Retro Software's The Krystal Connection is a fairly standard platform game where each screen is accessed serially, and might just as easily have been released in 1984. Apparently, this is when it was actually written.
Your aim is to collect up all the bones lying around. Each screen also features a few patrolling nasties which detect your presence and come hurtling toward you as soon as you both share a platform. They have to be either avoided, or temporarily trapped, allowing you to pass "through" them. Hence you must leave yourself enough time when moving onto a platform to: drop a trap, take a step backwards, wait for the trap to capture the bad guy and then run past him. You access each platform via a lift which you can direct up and down when standing on it.
As a game concept, this is quite a fiddly affair.

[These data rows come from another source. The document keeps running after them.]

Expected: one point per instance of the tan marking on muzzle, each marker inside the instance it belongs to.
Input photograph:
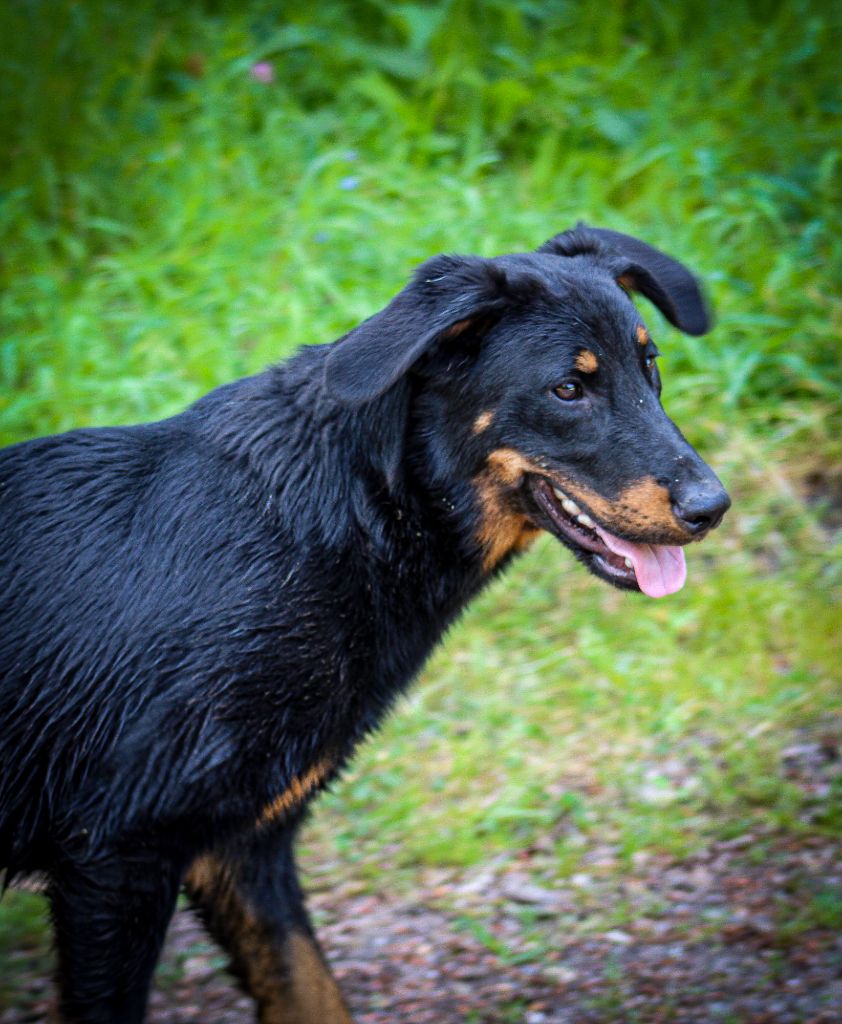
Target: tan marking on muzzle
(483, 421)
(642, 508)
(587, 361)
(295, 794)
(503, 528)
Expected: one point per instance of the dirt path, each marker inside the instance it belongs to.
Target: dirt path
(717, 938)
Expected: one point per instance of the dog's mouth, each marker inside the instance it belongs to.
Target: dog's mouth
(655, 569)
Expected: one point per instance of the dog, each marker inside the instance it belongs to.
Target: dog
(201, 617)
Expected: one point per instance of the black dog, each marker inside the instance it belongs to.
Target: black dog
(201, 617)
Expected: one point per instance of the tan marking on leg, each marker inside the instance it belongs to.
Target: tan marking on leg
(295, 794)
(312, 996)
(456, 329)
(503, 528)
(587, 361)
(288, 978)
(482, 422)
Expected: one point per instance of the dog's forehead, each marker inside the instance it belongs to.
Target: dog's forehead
(579, 301)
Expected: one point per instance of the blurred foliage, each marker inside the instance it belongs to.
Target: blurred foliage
(191, 221)
(190, 192)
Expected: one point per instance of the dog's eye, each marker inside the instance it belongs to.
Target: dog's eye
(567, 391)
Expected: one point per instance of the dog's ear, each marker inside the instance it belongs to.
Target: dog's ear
(446, 296)
(641, 268)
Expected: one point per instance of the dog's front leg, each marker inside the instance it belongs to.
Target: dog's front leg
(252, 904)
(111, 908)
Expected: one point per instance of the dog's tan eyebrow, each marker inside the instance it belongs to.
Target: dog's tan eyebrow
(587, 361)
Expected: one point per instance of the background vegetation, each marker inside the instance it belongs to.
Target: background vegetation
(190, 192)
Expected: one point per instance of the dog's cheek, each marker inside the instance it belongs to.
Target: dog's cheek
(502, 529)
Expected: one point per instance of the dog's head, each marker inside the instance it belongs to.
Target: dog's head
(535, 389)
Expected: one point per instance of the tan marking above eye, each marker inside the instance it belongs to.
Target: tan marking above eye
(587, 361)
(483, 421)
(298, 790)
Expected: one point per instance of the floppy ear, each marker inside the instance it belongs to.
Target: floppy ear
(641, 268)
(446, 296)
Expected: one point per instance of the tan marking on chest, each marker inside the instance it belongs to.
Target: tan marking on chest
(503, 528)
(295, 794)
(587, 361)
(483, 421)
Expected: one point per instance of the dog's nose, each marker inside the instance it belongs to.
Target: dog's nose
(702, 510)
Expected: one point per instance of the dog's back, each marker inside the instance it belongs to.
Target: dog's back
(128, 555)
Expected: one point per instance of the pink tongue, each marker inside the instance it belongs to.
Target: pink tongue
(660, 569)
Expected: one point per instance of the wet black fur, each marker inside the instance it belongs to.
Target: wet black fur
(193, 612)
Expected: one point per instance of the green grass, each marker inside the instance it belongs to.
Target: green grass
(167, 223)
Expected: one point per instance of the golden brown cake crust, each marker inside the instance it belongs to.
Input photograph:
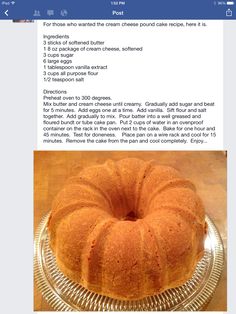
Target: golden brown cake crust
(128, 229)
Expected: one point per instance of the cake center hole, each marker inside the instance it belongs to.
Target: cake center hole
(131, 216)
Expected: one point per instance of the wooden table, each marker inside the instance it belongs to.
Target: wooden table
(206, 169)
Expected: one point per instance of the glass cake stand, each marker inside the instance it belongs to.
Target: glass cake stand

Krystal Connection's execution of it is also wildly unpredictable. Dropping the trap seems sluggish; often the "drop" key just doesn't register. Yet when attempting to take a step backwards, the direction keys can register twice. Both tedious features of the game render it pretty unenjoyable, and the level design also feels unimaginative.
A cassette-based copy of The Krystal Connection costs £2.95 plus P&P. Curiously, Retro Software also has free releases (amongst them Castle Raider, Jungle Journey and Hard Hat Harry 1 & 2) which are, on any view, superior to this one.